Trânsito e fiscalização policial

post sobre polícia e trânsito

Atenção!

Este texto não contém comédia.

Contém alta dose de opinião polêmica. Em testes de laboratório, grande parte das cobaias demonstrou séria reação adversa. Em casos mais graves, ocorreram manifestações de palavras de baixo calão, bem como ofensas a querida genitora do escritor. Em persistindo os sintomas, procure um livro de autoajuda, vai plantar uma árvore ou mude de país…
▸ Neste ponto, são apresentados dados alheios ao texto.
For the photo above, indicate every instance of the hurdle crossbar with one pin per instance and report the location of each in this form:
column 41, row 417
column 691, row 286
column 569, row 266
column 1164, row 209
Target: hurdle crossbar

Trânsito e fiscalização da polícia.

Para iniciarmos a discussão, partamos do princípio que deve ser realizado conforme previsão legal. Se formos discutir a legitimidade do Estado na cobrança dos impostos ou o afastamento principiológico das forças policiais em tal tipo de atuação, teremos que discutir o sexo dos anjos, os valores axiológicos de quem colocou a placa não pise na grama mas foi até lá para colocá-la, por fim, e não menos importante, porque o pato Donalds sai do banho enrolado numa toalha se ele não usa calça. Aliás, só a título de cultura inútil, o pato Donalds na verdade é um marreco…voltemos ao assunto principal.

Os especialistas

Então, please, não me venha com o argumento que deveríamos estar correndo atrás de “bandido” em vez de fazer blitz, pois, primeiro, um país que tem uma população carcerária de mais de 700 mil presos não tem um problema com a polícia repressiva – podemos discutir a questão preventiva -, se é preso e não fica, procuremos outras peças nesse quebra-cabeças. Segundo, a mesma sociedade que diz essa irônica frase, afirma que o trânsito está uma bagunça, que não tem local para estacionar, que todo mundo para na vaga de idoso, deficiente, etc, etc, etc.

Eu pensei neste texto após ouvir críticas da sociedade a respeito da fiscalização dos militares que trabalham no trânsito. Aliás, eu sofri as mesmas críticas quando comandei alguns distritos. Reunido com a população local, reclamavam do alto som dos “canos turbais” e dos jovens fazendo “gracinhas” nas motocicletas. Aumentei a fiscalização de trânsito. Acabaram as reclamações mencionadas, iniciaram aquelas que não tínhamos bom senso, que estávamos multando trabalhador, como se a discricionariedade pudesse levar ao caso de escolher quem autuar. Aliás, bom senso para grande parte da sociedade é: autue ele desde que me libere. Como disse um escritor brasileiro, estou indignado com tanta corrupção e o maior problema é que nem me chamaram para participar…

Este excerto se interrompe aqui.